To ask clients immediately to talk aboutthe death can simply re-traumatize them!
Only when sufficiently calmed can attention be focusedon ideas and the meaning of words.
Brain-Development Expert Bruce Perry
The trauma of the loved-one's death has basically "lodged" in the senses
and the emotions of the right brain because the analytical, thinking, and
verbal side (the left brain) was unable to receive all of the vital information
because the brain was so traumatized by the life-or-death trauma. After such
trauma, the right hemisphere of the brain is given extra "sensitivity and
reactivity" within it to help compensate for the loss of power in the left-brain!
(This explains to me why I started writing poetry "prolifically" after Merry
Katherine's death.)
Therefore, it is very important for therapy to start with that creative
right brain before including intensive talk-therapy.
If you have been to therapy and your therapist ever used such techniques
as EMDR or maybe a Guided Imagery technique, s/he was using “right-brain”
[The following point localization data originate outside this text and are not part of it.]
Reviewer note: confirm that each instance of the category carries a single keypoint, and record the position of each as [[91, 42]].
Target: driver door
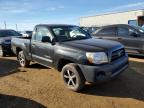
[[42, 52]]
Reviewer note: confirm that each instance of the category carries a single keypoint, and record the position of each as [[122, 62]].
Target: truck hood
[[92, 44]]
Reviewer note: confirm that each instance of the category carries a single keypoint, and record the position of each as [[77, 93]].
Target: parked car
[[73, 52], [5, 37], [130, 36], [26, 33]]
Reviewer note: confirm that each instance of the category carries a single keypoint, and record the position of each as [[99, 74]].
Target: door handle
[[119, 38], [33, 45]]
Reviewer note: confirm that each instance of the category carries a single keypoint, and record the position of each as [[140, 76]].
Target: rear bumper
[[104, 72], [6, 48]]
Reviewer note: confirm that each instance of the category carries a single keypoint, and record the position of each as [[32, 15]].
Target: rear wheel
[[72, 77], [22, 59]]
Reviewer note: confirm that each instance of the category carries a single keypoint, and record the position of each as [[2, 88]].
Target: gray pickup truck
[[73, 52]]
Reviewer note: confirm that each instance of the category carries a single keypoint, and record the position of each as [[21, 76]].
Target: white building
[[135, 17]]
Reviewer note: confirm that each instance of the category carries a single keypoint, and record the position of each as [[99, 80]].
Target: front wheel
[[22, 59], [72, 77]]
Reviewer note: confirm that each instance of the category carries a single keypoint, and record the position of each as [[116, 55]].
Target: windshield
[[68, 33], [4, 33], [140, 29]]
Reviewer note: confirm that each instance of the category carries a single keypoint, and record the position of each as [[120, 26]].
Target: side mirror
[[134, 34], [46, 39]]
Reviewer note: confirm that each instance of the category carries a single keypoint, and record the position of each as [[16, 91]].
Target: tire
[[73, 77], [22, 59]]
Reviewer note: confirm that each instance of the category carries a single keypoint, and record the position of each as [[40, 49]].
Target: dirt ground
[[41, 87]]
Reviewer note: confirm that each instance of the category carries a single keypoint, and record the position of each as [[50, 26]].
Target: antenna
[[16, 27], [5, 24]]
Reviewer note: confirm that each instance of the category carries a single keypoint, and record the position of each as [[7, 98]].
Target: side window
[[40, 32], [107, 31], [123, 31]]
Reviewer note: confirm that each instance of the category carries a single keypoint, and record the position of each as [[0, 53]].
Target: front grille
[[117, 54]]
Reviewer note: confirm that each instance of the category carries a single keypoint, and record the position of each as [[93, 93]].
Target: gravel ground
[[41, 87]]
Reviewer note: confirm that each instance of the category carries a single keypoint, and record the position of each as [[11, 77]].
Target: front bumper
[[104, 72]]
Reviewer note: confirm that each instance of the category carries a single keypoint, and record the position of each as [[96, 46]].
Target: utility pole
[[5, 24], [16, 28]]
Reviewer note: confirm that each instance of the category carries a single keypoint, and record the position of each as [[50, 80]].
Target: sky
[[27, 13]]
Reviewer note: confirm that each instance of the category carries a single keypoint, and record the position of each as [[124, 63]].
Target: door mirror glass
[[46, 39], [134, 34]]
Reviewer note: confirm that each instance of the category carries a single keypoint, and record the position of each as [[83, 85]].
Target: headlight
[[97, 58]]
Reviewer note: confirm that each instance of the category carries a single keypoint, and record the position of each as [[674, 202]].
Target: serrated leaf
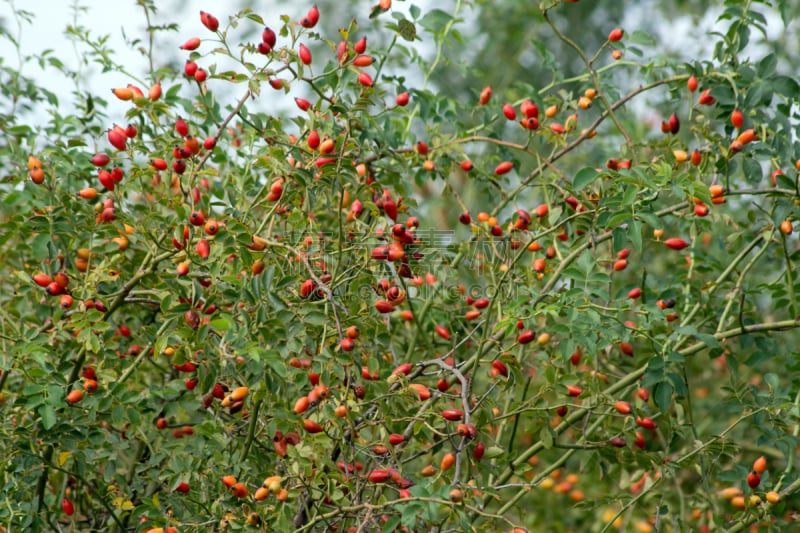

therapy. EMDR is Eye-Movement Desensitization and Reprocessing, which
is a rapid-eye-movement technique to reduce some of the trauma of your story
for you, or if your therapist uses a Guided Imagery technique, s/he is teaching
you how to stabilize your emotions so that you can learn to do the self-care that
restores your calm should the emotions get stirred up too much at any given
time and trigger your body back into "fight-or-flight" traumatic reactions.
Ideally, you eventually will be able to use these techniques for yourself at
home, both for times of crisis and also for healthy maintenance of your war-torn
emotions. These are just two of the kinds of therapy we have discovered now
(since the 90's) that best "work" to initially help traumatized grievers when they
step into our offices.
That is why interventions that are based on a strictly cognitive,
problem-solving approach cannot impact terror-driven behavior.
The primitive brain and mid-brain cannot process cognitive
solutions aimed at the higher cortical functions. But imagery,
with its calming voice tones, soothing music and symbolic
representations of safety, can settle down hypervigilant brain
functioning and allow the higher brain to get back to doing its job.
Psychotherapist Belleruth Naparstek
In focusing on the right brain, your therapist must first teach you what you
must do to get "centered" (stabilized emotionally). After such calming
techniques are in place, then-and-only-then should the therapist proceed to tap
into the left-brain's verbal skills. If done in an appropriately timed way, then
your thinking and verbal skills can be very helpful to process the grief on
through with both left- and right-brains now working together!
For an excellent book to read that further articulates this research and
stipulates the kinds of appropriate therapy called for to effectively treat the
right brain first, you may want to read Invisible Heroes: Survivors of
Trauma and How They Heal by Belleruth Naparstek (New York:
Random House, 2004). (The quotes I have included in this post from
other experts in the field are from Naparstek's book.)
Oftentimes in trauma, healing cannot be completed because
traumatic experience becomes locked in various areas of the
brain. We don’t work trauma through by just talking about it.
Talking is primarily a left hemisphere activity. In order to complete
the healing process, a traumatized person must access the limbic
system and the right hemisphere of the brain, where images, body
sensations and feelings are stored. By activating this area of the
brain and accessing the stored images, body sensations and feelings,
a person is able to attach meaning to them and move this traumatic
material to more adaptive resolution.